1) DUYGULARIN KULLANILMASI: İnsanlarda farklı duygular uyandırabilen mesajlar mantıklarına hitap eden mesajlardan daha etkilidir. Aldığınız cep telefonunun teknik özellikleriyle dolu reklamın sizin etkileme oranı, duygularınıza hitap eden bir reklam veya marka imajına göre daha zayıftır. Mesela bilgisayar satıyorsanız teknik özellikleri müşterinize anlatmakla çok vakit kaybetmeden bu bilgisayarın onun hayatında ne gibi olumlu farklar üreteceğini anlatın. Bazen belli bir markaya sahip olmanın vereceği "seçkinlik" duygusu o markanın teknik özelliklerinden daha etkili olabilir. İnsanlar ekmek alırken bile onun besin değerlerine bakarak karar vermezler taze  ekmeği lezzetli bir omlete  banıp yemenin verdiği "zevk" duygusu kararlarında daha ağır basar. Her ne satıyorsanız insanlarda hangi duyguları uyandırmak istediğinize yoğunlaşın. Eğer tüketicisiyseniz o an size satılmak istenen ürün hangi duygunuzu kullanıyor bunun farkına varın. Farkına vardığınız anda mantığınız devreye girer.

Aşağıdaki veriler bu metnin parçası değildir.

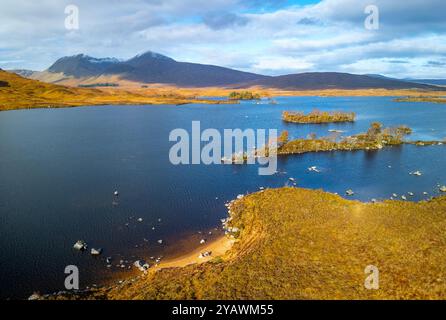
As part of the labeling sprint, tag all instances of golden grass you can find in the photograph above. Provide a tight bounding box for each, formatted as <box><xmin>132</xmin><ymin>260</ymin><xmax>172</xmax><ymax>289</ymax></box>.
<box><xmin>50</xmin><ymin>187</ymin><xmax>446</xmax><ymax>300</ymax></box>
<box><xmin>282</xmin><ymin>110</ymin><xmax>355</xmax><ymax>124</ymax></box>
<box><xmin>4</xmin><ymin>71</ymin><xmax>446</xmax><ymax>111</ymax></box>
<box><xmin>122</xmin><ymin>86</ymin><xmax>446</xmax><ymax>99</ymax></box>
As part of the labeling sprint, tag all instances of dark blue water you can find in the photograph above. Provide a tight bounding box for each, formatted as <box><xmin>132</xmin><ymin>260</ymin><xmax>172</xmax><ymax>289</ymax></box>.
<box><xmin>1</xmin><ymin>96</ymin><xmax>445</xmax><ymax>299</ymax></box>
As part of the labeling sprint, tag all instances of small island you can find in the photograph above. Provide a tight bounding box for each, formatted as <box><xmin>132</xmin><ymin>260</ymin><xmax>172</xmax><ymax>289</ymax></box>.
<box><xmin>224</xmin><ymin>123</ymin><xmax>413</xmax><ymax>163</ymax></box>
<box><xmin>394</xmin><ymin>96</ymin><xmax>446</xmax><ymax>104</ymax></box>
<box><xmin>282</xmin><ymin>110</ymin><xmax>356</xmax><ymax>124</ymax></box>
<box><xmin>228</xmin><ymin>91</ymin><xmax>261</xmax><ymax>100</ymax></box>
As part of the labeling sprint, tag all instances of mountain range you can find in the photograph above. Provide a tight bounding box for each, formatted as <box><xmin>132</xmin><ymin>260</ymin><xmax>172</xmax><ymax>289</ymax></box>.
<box><xmin>10</xmin><ymin>51</ymin><xmax>445</xmax><ymax>90</ymax></box>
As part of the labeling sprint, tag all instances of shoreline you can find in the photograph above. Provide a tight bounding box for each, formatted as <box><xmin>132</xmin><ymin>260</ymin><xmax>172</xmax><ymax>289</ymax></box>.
<box><xmin>37</xmin><ymin>188</ymin><xmax>446</xmax><ymax>300</ymax></box>
<box><xmin>45</xmin><ymin>187</ymin><xmax>446</xmax><ymax>300</ymax></box>
<box><xmin>3</xmin><ymin>67</ymin><xmax>446</xmax><ymax>112</ymax></box>
<box><xmin>3</xmin><ymin>89</ymin><xmax>446</xmax><ymax>112</ymax></box>
<box><xmin>30</xmin><ymin>229</ymin><xmax>236</xmax><ymax>300</ymax></box>
<box><xmin>153</xmin><ymin>235</ymin><xmax>235</xmax><ymax>270</ymax></box>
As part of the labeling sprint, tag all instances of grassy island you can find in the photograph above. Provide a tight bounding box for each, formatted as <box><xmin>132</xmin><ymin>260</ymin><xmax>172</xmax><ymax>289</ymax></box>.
<box><xmin>282</xmin><ymin>110</ymin><xmax>356</xmax><ymax>124</ymax></box>
<box><xmin>47</xmin><ymin>187</ymin><xmax>446</xmax><ymax>300</ymax></box>
<box><xmin>225</xmin><ymin>123</ymin><xmax>413</xmax><ymax>163</ymax></box>
<box><xmin>278</xmin><ymin>122</ymin><xmax>412</xmax><ymax>155</ymax></box>
<box><xmin>228</xmin><ymin>91</ymin><xmax>261</xmax><ymax>100</ymax></box>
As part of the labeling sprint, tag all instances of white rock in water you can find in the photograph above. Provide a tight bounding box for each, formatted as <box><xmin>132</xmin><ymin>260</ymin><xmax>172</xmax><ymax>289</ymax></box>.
<box><xmin>73</xmin><ymin>240</ymin><xmax>87</xmax><ymax>251</ymax></box>
<box><xmin>28</xmin><ymin>293</ymin><xmax>41</xmax><ymax>300</ymax></box>
<box><xmin>133</xmin><ymin>260</ymin><xmax>149</xmax><ymax>271</ymax></box>
<box><xmin>157</xmin><ymin>239</ymin><xmax>163</xmax><ymax>244</ymax></box>
<box><xmin>200</xmin><ymin>239</ymin><xmax>206</xmax><ymax>244</ymax></box>
<box><xmin>345</xmin><ymin>189</ymin><xmax>354</xmax><ymax>196</ymax></box>
<box><xmin>90</xmin><ymin>248</ymin><xmax>102</xmax><ymax>256</ymax></box>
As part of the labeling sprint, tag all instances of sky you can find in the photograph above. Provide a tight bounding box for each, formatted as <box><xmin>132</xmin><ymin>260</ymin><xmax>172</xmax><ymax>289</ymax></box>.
<box><xmin>0</xmin><ymin>0</ymin><xmax>445</xmax><ymax>78</ymax></box>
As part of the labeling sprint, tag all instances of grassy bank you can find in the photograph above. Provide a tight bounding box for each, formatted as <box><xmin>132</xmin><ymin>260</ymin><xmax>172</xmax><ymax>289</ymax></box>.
<box><xmin>394</xmin><ymin>96</ymin><xmax>446</xmax><ymax>104</ymax></box>
<box><xmin>48</xmin><ymin>187</ymin><xmax>446</xmax><ymax>299</ymax></box>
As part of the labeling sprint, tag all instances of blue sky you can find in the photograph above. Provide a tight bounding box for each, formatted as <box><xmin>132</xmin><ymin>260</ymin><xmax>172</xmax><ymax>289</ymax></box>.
<box><xmin>1</xmin><ymin>0</ymin><xmax>445</xmax><ymax>78</ymax></box>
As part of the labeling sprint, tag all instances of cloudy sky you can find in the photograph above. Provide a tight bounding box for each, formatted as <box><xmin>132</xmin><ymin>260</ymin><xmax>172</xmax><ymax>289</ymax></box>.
<box><xmin>1</xmin><ymin>0</ymin><xmax>445</xmax><ymax>78</ymax></box>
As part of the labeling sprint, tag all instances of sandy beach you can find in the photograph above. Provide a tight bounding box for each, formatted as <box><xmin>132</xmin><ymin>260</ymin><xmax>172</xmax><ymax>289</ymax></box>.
<box><xmin>154</xmin><ymin>235</ymin><xmax>235</xmax><ymax>270</ymax></box>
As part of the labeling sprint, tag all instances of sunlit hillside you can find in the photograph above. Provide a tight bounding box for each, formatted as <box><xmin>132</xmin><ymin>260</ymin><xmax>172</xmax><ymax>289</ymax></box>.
<box><xmin>0</xmin><ymin>70</ymin><xmax>221</xmax><ymax>111</ymax></box>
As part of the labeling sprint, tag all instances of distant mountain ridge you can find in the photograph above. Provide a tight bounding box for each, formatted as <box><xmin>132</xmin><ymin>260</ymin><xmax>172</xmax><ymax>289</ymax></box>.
<box><xmin>9</xmin><ymin>69</ymin><xmax>37</xmax><ymax>78</ymax></box>
<box><xmin>405</xmin><ymin>79</ymin><xmax>446</xmax><ymax>86</ymax></box>
<box><xmin>240</xmin><ymin>72</ymin><xmax>442</xmax><ymax>90</ymax></box>
<box><xmin>27</xmin><ymin>51</ymin><xmax>444</xmax><ymax>90</ymax></box>
<box><xmin>367</xmin><ymin>74</ymin><xmax>446</xmax><ymax>87</ymax></box>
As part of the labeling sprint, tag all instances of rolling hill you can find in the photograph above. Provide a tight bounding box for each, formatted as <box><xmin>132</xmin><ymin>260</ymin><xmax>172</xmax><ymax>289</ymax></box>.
<box><xmin>239</xmin><ymin>72</ymin><xmax>442</xmax><ymax>90</ymax></box>
<box><xmin>23</xmin><ymin>52</ymin><xmax>444</xmax><ymax>91</ymax></box>
<box><xmin>0</xmin><ymin>70</ymin><xmax>221</xmax><ymax>111</ymax></box>
<box><xmin>406</xmin><ymin>79</ymin><xmax>446</xmax><ymax>86</ymax></box>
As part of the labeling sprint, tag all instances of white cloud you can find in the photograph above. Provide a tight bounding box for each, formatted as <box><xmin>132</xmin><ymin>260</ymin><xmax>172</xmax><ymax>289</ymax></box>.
<box><xmin>251</xmin><ymin>56</ymin><xmax>314</xmax><ymax>74</ymax></box>
<box><xmin>0</xmin><ymin>0</ymin><xmax>445</xmax><ymax>78</ymax></box>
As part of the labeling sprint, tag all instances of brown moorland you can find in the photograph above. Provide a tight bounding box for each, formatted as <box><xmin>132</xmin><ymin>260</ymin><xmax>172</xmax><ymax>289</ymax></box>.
<box><xmin>47</xmin><ymin>187</ymin><xmax>446</xmax><ymax>300</ymax></box>
<box><xmin>0</xmin><ymin>70</ymin><xmax>233</xmax><ymax>111</ymax></box>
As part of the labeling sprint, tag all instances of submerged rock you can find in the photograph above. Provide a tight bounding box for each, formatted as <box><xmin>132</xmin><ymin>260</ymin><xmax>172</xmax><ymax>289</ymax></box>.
<box><xmin>345</xmin><ymin>189</ymin><xmax>354</xmax><ymax>196</ymax></box>
<box><xmin>133</xmin><ymin>260</ymin><xmax>150</xmax><ymax>271</ymax></box>
<box><xmin>90</xmin><ymin>248</ymin><xmax>102</xmax><ymax>256</ymax></box>
<box><xmin>28</xmin><ymin>292</ymin><xmax>42</xmax><ymax>300</ymax></box>
<box><xmin>198</xmin><ymin>251</ymin><xmax>212</xmax><ymax>259</ymax></box>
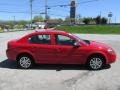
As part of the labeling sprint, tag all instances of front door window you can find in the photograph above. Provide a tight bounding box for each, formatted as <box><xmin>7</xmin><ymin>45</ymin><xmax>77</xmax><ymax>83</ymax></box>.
<box><xmin>55</xmin><ymin>35</ymin><xmax>76</xmax><ymax>46</ymax></box>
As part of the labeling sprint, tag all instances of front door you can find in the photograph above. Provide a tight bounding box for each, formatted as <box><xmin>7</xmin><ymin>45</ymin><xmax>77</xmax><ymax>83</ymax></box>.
<box><xmin>54</xmin><ymin>34</ymin><xmax>83</xmax><ymax>64</ymax></box>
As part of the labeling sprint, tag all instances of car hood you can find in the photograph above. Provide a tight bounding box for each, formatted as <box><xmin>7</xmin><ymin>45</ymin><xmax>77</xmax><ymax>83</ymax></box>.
<box><xmin>87</xmin><ymin>40</ymin><xmax>111</xmax><ymax>49</ymax></box>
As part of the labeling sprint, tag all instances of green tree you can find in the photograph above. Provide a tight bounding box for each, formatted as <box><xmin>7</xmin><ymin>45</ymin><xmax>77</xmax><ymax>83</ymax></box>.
<box><xmin>33</xmin><ymin>15</ymin><xmax>43</xmax><ymax>23</ymax></box>
<box><xmin>14</xmin><ymin>20</ymin><xmax>28</xmax><ymax>29</ymax></box>
<box><xmin>83</xmin><ymin>18</ymin><xmax>91</xmax><ymax>24</ymax></box>
<box><xmin>57</xmin><ymin>18</ymin><xmax>63</xmax><ymax>21</ymax></box>
<box><xmin>7</xmin><ymin>21</ymin><xmax>14</xmax><ymax>29</ymax></box>
<box><xmin>65</xmin><ymin>16</ymin><xmax>70</xmax><ymax>21</ymax></box>
<box><xmin>101</xmin><ymin>17</ymin><xmax>108</xmax><ymax>24</ymax></box>
<box><xmin>46</xmin><ymin>15</ymin><xmax>50</xmax><ymax>20</ymax></box>
<box><xmin>64</xmin><ymin>16</ymin><xmax>71</xmax><ymax>24</ymax></box>
<box><xmin>94</xmin><ymin>16</ymin><xmax>101</xmax><ymax>24</ymax></box>
<box><xmin>18</xmin><ymin>20</ymin><xmax>28</xmax><ymax>26</ymax></box>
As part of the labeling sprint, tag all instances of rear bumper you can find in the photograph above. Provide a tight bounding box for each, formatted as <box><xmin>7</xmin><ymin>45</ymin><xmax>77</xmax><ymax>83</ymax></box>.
<box><xmin>6</xmin><ymin>49</ymin><xmax>16</xmax><ymax>61</ymax></box>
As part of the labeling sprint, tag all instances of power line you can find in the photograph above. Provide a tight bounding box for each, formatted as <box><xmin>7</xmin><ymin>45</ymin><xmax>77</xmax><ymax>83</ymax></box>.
<box><xmin>0</xmin><ymin>10</ymin><xmax>30</xmax><ymax>14</ymax></box>
<box><xmin>0</xmin><ymin>10</ymin><xmax>46</xmax><ymax>15</ymax></box>
<box><xmin>49</xmin><ymin>9</ymin><xmax>70</xmax><ymax>14</ymax></box>
<box><xmin>0</xmin><ymin>0</ymin><xmax>100</xmax><ymax>20</ymax></box>
<box><xmin>45</xmin><ymin>0</ymin><xmax>48</xmax><ymax>21</ymax></box>
<box><xmin>0</xmin><ymin>0</ymin><xmax>99</xmax><ymax>10</ymax></box>
<box><xmin>49</xmin><ymin>13</ymin><xmax>67</xmax><ymax>18</ymax></box>
<box><xmin>34</xmin><ymin>0</ymin><xmax>99</xmax><ymax>19</ymax></box>
<box><xmin>0</xmin><ymin>3</ymin><xmax>25</xmax><ymax>6</ymax></box>
<box><xmin>47</xmin><ymin>0</ymin><xmax>99</xmax><ymax>8</ymax></box>
<box><xmin>0</xmin><ymin>0</ymin><xmax>99</xmax><ymax>13</ymax></box>
<box><xmin>22</xmin><ymin>0</ymin><xmax>99</xmax><ymax>10</ymax></box>
<box><xmin>77</xmin><ymin>0</ymin><xmax>99</xmax><ymax>4</ymax></box>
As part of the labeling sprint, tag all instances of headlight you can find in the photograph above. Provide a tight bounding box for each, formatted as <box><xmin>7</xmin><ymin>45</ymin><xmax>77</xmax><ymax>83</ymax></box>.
<box><xmin>107</xmin><ymin>48</ymin><xmax>114</xmax><ymax>54</ymax></box>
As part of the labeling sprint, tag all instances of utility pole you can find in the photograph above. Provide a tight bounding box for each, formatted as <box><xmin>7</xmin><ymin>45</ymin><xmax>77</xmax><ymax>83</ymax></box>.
<box><xmin>12</xmin><ymin>16</ymin><xmax>15</xmax><ymax>29</ymax></box>
<box><xmin>30</xmin><ymin>0</ymin><xmax>33</xmax><ymax>29</ymax></box>
<box><xmin>45</xmin><ymin>0</ymin><xmax>48</xmax><ymax>22</ymax></box>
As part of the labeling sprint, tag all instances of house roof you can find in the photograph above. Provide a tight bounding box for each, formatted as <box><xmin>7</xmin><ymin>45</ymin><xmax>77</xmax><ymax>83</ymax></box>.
<box><xmin>47</xmin><ymin>20</ymin><xmax>62</xmax><ymax>24</ymax></box>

2) EKSİKLİKLERİN KABUL EDİLMESİ : İnsanlar bir şeyler satın alırken sürekli "aldatılma korkusu" yaşarlar. Bu sebeple "aşırı mükemmel" olarak sunulan ürün ve hizmetler şüphe çeker çünkü yaşamın gerçeklerine aykırıdır. Küçük bir otel sahibiyseniz otelinizi beş yıldızlı ultra hizmetler veriyormuş gibi sunmaya çalışmayın. Bu hem insanlarda şüphe uyandıracaktır hemde beklentiyi yükselttiğiniz için beklediklerini bulamayan müşteriyi size düşman hale getirecektir. Örneğin ufak ve şirin odalarınız varsa ( Belki odalarımız saray odası değildir ama uzun zamandır görmediğiniz bir dostunuzun sıcak evinde misafir olmuş duygusunu yaşatabileceğimizi söyleyebiliriz. Lüks arıyorsanız otelimiz sizin için doğru yer değil ancak samimi ve sıcak bir deneyim yaşamak istiyorsanız sizi bekliyoruz.) türü bir yaklaşım hem müşterinin takdirini kazanarak size güven duymasını sağlayacak hem de beklentileri gerçek tutarak ilerde olumsuz duygular yaşamasını engelleyecektir. Eğer tüketiciyseniz gerçekten olmaması gereken temel eksikliklerin size "samimiyet" duygusu adı altında kabul ettirilip ettirilmediğini de iyi analiz edin.

3) RAKİBİNİZİ TANIMLAMA : Her ürün için her insanın zihninde önceden yerleşmiş bir şablon vardır. Örneğin iyi bir ürün nasıl olmalıdır ve hangi ihtiyacımızı karşılar fikri zaten insanların kafasında yerleşmiştir. Mesela bir besin maddesi üretiyorsunuz ve insanların kafasında o besin maddesi hakkında "doğal olması gerektiği" fikri var. Siz ürününüzün mesajını "Doğal Lezzet" olarak konumlandırdığınız zaman hem kendi ürününüzün lezzetinin doğal olduğunu söylemiş oluyorsunuz hem de rakiplerinizin ürünlerininin "doğal olmadığı" algısı üretiyorsunuz. Tabi burada başka bir psikolojik faktör daha vardır. "Doğal Lezzet" dediğiniz zaman aslında ürünün kendisinin doğal olduğu iddiasında olmadığınız sadece lezzetinin "doğal lezzet tadı verdiğini" söylüyorsunuz ki yapay bir üründe doğru aromalar kullanılarak "doğal" lezzet hissi verilebilir.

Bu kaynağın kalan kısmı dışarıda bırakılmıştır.